The latest example is the pilot for Showtime’s Movies for Guys Who Like Guys (we hope that’s just a working title), described in the Breakdown as “a community gay night out at the movies.” Casting director Andy Strauser is seeking five gay men from different walks of life to tape segment breaks between showings of films on the cable net. These won’t just be interstitial “bumps,” Strauser said; a two-hour show may have 90 minutes of the film and about a half hour of dish and discussion among the hosts/stars.

 

“It won’t just be typically gay films,” said Strauser, putting to rest the notion that films starring Joan Crawford, Judy Garland, or Divine would be the show’s mainstays. “I mean, it could be Yentl one time, but it could also be The Color Purple or Mission Impossible.” (Tom Cruise’s lawyers may want to tune in for that.)

 

And lest this sound like a Mystery Science Theatre-style peanut gallery, Strauser said, “They won’t be making fun of the movie, and it’s not a criticism show.

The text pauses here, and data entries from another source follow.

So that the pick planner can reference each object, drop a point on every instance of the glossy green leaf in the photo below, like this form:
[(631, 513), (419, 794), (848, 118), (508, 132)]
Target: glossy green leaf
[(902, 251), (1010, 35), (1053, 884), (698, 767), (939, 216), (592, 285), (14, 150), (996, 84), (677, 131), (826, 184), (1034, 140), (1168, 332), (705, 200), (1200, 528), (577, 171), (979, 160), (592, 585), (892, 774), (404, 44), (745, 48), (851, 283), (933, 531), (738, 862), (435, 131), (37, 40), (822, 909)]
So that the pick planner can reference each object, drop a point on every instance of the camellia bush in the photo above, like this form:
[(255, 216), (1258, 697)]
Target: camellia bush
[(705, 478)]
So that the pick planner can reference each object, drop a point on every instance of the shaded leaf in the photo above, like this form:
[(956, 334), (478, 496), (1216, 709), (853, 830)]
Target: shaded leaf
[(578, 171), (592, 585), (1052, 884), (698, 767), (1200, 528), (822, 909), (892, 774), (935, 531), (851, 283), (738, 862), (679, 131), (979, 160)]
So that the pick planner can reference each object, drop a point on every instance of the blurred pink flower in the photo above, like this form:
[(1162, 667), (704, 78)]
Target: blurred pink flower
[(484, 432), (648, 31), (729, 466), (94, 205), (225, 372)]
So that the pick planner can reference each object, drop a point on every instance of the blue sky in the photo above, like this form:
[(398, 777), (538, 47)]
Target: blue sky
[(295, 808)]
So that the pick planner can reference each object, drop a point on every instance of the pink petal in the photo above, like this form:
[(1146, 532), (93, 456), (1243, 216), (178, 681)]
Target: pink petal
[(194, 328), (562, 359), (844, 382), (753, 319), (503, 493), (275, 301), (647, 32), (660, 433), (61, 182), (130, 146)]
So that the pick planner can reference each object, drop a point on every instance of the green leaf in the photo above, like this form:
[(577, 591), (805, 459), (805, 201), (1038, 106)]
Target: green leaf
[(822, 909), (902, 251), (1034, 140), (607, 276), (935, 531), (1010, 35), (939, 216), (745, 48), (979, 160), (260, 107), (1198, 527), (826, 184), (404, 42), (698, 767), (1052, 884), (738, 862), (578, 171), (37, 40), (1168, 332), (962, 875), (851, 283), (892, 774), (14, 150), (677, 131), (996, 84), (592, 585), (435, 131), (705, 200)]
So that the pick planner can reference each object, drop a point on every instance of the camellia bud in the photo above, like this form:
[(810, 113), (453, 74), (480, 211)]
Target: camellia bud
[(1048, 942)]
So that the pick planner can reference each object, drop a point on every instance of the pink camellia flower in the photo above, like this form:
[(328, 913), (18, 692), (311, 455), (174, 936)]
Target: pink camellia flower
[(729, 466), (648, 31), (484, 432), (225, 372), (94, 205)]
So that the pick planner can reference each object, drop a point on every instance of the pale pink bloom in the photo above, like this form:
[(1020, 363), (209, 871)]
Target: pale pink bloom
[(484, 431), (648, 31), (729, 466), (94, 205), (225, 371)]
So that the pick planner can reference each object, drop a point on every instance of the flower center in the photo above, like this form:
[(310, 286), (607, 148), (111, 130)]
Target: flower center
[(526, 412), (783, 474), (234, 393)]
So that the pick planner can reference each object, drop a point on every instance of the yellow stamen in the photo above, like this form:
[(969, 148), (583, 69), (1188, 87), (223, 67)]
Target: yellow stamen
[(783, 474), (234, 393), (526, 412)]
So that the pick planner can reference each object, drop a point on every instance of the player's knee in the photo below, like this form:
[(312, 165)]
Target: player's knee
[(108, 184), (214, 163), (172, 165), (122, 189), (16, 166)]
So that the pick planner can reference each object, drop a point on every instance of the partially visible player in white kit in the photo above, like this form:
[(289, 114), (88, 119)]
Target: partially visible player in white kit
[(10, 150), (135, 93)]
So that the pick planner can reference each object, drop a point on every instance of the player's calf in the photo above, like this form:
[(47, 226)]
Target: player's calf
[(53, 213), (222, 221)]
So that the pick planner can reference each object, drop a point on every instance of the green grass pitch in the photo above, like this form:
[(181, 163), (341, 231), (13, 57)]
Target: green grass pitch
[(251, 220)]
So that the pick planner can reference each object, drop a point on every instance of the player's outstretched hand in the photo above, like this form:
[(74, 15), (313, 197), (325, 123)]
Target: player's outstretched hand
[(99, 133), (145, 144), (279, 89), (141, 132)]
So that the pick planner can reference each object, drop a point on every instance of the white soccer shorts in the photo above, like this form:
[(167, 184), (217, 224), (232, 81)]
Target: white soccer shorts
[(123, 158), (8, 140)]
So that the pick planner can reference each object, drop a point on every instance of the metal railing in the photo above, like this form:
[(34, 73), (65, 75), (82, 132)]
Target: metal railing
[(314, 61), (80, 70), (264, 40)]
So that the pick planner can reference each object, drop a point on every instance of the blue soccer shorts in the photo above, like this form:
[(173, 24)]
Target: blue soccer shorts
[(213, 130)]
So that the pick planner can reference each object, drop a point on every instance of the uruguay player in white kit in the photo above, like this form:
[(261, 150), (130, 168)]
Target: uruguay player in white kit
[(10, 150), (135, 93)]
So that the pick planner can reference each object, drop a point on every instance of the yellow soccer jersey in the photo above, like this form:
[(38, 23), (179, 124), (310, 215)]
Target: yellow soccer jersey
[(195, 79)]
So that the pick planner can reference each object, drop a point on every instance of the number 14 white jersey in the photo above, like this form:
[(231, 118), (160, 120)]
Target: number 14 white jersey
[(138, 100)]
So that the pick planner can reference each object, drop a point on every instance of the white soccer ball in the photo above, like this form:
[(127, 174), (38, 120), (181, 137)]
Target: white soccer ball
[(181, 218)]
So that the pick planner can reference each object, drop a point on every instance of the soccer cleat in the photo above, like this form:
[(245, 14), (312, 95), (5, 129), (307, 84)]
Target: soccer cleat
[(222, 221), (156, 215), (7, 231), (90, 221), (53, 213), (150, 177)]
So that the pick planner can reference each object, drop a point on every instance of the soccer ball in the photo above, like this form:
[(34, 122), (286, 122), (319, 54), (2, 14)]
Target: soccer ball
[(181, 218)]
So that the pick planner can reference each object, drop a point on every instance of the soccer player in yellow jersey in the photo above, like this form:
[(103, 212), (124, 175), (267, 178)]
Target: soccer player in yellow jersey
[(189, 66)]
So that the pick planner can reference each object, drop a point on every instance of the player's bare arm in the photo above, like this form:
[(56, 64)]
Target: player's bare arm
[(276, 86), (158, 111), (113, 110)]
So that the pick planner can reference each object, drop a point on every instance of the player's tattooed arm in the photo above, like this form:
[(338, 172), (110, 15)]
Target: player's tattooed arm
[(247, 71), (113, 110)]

It will be like if you had friends over to watch a movie, and you might take a break and start gossiping and dishing about it, and about the actors.”

 

The planned timeslot is after the Showtime hit Queer as Folk, and the net will want keep that show’s viewers tuned in, so the demographic breakdown of the five men will probably be, said Strauser, “a couple of young hotties, and a few older guys. Ideally, we’d like actors or writers or athletes who are out gay men, and preferably young and hip ones.”

 

No word yet on whether married couples will be welcome.